I love killing microscopic corkscrews
As an ID doc who spends a lot of time with hard-to-kill organisms, spirochetes are refreshingly susceptible to antibiotics and die with ease. I am well aware of the various arguments to suggest that Lyme has developed ways to avoid being killed by antibiotics. That would be a blog entry in itself, but I have read the papers and find them less than compelling and, when considering the biology of spirochetes, probably not even wrong. I have suspected that the complete lack of response to even months-long courses of IV antibiotics is a strong clinical suggestion that there is nothing there to kill. Patient being treated for chronic Lyme just never seem to get better with ILADS-based therapies.
Don’t trust the antitrust
In 2006 there was an antitrust investigation by the Connecticut Attorney General that cost the IDSA money they could ill afford. They settled and as part of the settlement the IDSA agreed:
to convene a Review Panel whose task would be to determine whether or not the 2006 Lyme Guidelines were based on sound medical/scientific evidence and whether or not these guidelines required change or revision.

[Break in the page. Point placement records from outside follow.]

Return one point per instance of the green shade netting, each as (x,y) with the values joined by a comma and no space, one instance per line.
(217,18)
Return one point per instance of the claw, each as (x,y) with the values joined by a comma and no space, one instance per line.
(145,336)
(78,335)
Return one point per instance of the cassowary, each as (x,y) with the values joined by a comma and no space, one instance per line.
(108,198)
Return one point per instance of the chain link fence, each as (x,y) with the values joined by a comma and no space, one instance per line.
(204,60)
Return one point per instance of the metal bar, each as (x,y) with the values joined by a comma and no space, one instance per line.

I will also mention with no irony that one of the complaints about the IDSA guidelines was that those who were involved with their production were compromised by ties with industry, and biased against chronic Lyme and its treatment. The National Guidelines Clearinghouse document was written in part by the President of ILADS, the organization that is the biggest proponent for the long term treatment of Lyme. Oh no, no bias here. Keep on moving.
And now the big reveal!
To date, there is no convincing biologic evidence for the existence of symptomatic chronic B. burgdorferi infection among patients after receipt of recommended treatment regimens for Lyme disease.
Panel Determination/Discussion – The Review Panel determined that this recommendation is medically/scientifically justified in light of all of the evidence and information provided (7-1).
Antibiotic therapy has not proven to be useful and is not recommended for patients with chronic (>6 months) subjective symptoms after recommended treatment regimens for Lyme disease (E-I).
Panel Determination/Discussion – The Review Panel determined that this recommendation is medically/scientifically justified in light of all of the evidence and information provided (8-0)
And they further noted on review:
- The prospective, controlled clinical trials for extended antibiotic treatment of Lyme disease have demonstrated considerable risk of harm, including potentially life- threatening adverse events.
- Prospective, controlled clinical trials have demonstrated little benefit from prolonged antibiotic therapy. Nearly all primary outcome measures have failed to demonstrate a benefit to prolonged antibiotic therapy. Statistically significant improvements in treatment groups were not demonstrated across studies, were nonspecific, were of unclear clinical importance, and in one case, not sustained at the end of the trial.
- The risk/benefit ratio from prolonged antibiotic therapy strongly discourages prolonged antibiotic courses for Lyme disease.
Emphasis in original, citations removed. The NGC guidelines not only use weak data, they ignore the data that doesn’t fit their world view. I suspect next they will run for President of the United States.